La mentalità italiana vuole proprio il contrario. Fare carriera in ospedale, per molti, significa in qualche modo ritagliarsi delle nicchie di sempre maggiore tranquillità, astraendosi dall’attività clinica pratica, mentre i giovani inesperti si fanno le ossa sulla pelle dei pazienti, specie nell’ambito delle emergenze, dove come è logico, non c’è troppo tempo per consultarsi.
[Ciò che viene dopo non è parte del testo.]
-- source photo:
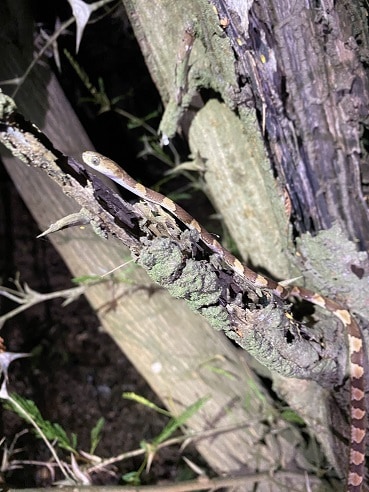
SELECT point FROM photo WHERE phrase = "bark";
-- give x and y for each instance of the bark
(227, 140)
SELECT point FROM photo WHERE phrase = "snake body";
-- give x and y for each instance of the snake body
(358, 410)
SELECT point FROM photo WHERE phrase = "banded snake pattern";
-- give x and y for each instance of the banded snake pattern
(356, 467)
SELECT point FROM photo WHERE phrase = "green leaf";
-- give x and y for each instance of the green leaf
(52, 431)
(174, 423)
(144, 401)
(95, 434)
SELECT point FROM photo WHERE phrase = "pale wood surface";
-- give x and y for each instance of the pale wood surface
(179, 355)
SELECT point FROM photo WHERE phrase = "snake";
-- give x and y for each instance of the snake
(358, 410)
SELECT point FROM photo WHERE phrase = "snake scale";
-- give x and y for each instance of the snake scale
(356, 468)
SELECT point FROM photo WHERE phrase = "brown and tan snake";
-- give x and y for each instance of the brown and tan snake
(355, 343)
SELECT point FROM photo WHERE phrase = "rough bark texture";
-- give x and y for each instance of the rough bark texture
(156, 330)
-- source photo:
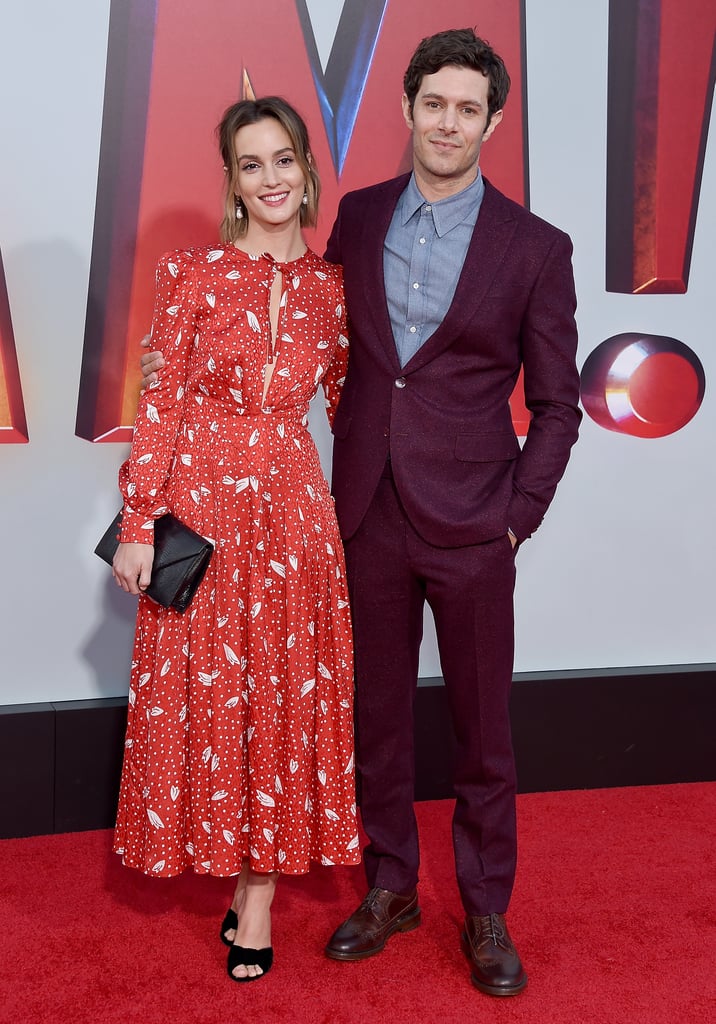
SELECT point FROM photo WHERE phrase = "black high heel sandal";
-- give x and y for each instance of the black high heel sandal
(239, 955)
(230, 921)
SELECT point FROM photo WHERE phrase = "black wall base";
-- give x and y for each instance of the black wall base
(60, 763)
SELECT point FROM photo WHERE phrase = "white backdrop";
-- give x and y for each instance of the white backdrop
(620, 573)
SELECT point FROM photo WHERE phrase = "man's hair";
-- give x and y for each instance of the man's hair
(458, 48)
(251, 112)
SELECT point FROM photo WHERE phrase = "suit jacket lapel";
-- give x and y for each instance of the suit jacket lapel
(486, 253)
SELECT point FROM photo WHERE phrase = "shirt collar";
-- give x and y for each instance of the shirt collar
(462, 208)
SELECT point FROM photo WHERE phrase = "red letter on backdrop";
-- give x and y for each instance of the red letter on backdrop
(172, 70)
(662, 69)
(13, 426)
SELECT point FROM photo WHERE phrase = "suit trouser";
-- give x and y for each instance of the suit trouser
(391, 572)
Questo decreto prospetta anche l’introduzione della figura dell’ “Infermiere di famiglia”: speriamo non nella stessa logica. Poter esercitare le professioni mediche a domicilio infatti, necessita di personale esperto, maturo sia professionalmente che umanamente, quindi queste sono posizioni non adatte a giovani senza un adeguata esperienza professionale.

Lavorare nel settore delle emergenze è una attività usurante, passare la notte in piedi in pronto soccorso è una fatica che con il tempo logora. Eppure queste professioni non sono inserite tra i lavori usuranti. Perché? Il problema è quindi anche economico, quant’è lo stipendio di un medico che gestisce un reparto di terapia intensiva o una sala rossa in pronto soccorso rispetto ad un quadro dirigenziale dello stato? Vi assicuro poco, troppo poco, se si tiene conto non solo della fatica, ma anche del continuo studio necessario e delle grandi responsabilità legali e morali che simili lavori sottendono.

E poi tra i numerosi aspetti c’è sempre quello della meritocrazia, che in Italia c’è solo a tratti, il che significa che non c’è. Prolungare la permanenza di medici anziani risolverà il problema o rischia di aggravarlo? La mancanza di prospettiva professionale dei giovani medici, e non solo, ma anche dei ricercatori delle più diverse discipline, è la spinta maggiore per l’esodo di medici formati a spese del nostro paese verso il nord Europa. Come dire che noi prepariamo la zuppa e altri la mangiano!

Il problema è di certo complesso e non può essere risolto da misure semplicistiche come l’attuale Patto per la Salute.

Siamo oramai disillusi dalla politica, certo non ci aspettiamo riflessioni ancora più profonde di queste che pure avrebbero spazio, come ad esempio quella che indurrebbe il dubbio che forse più che una carenza cronica di medici ne abbiamo un bisogno eccessivo, ma questo sarebbe chiedere troppo forse anche alla nostra società.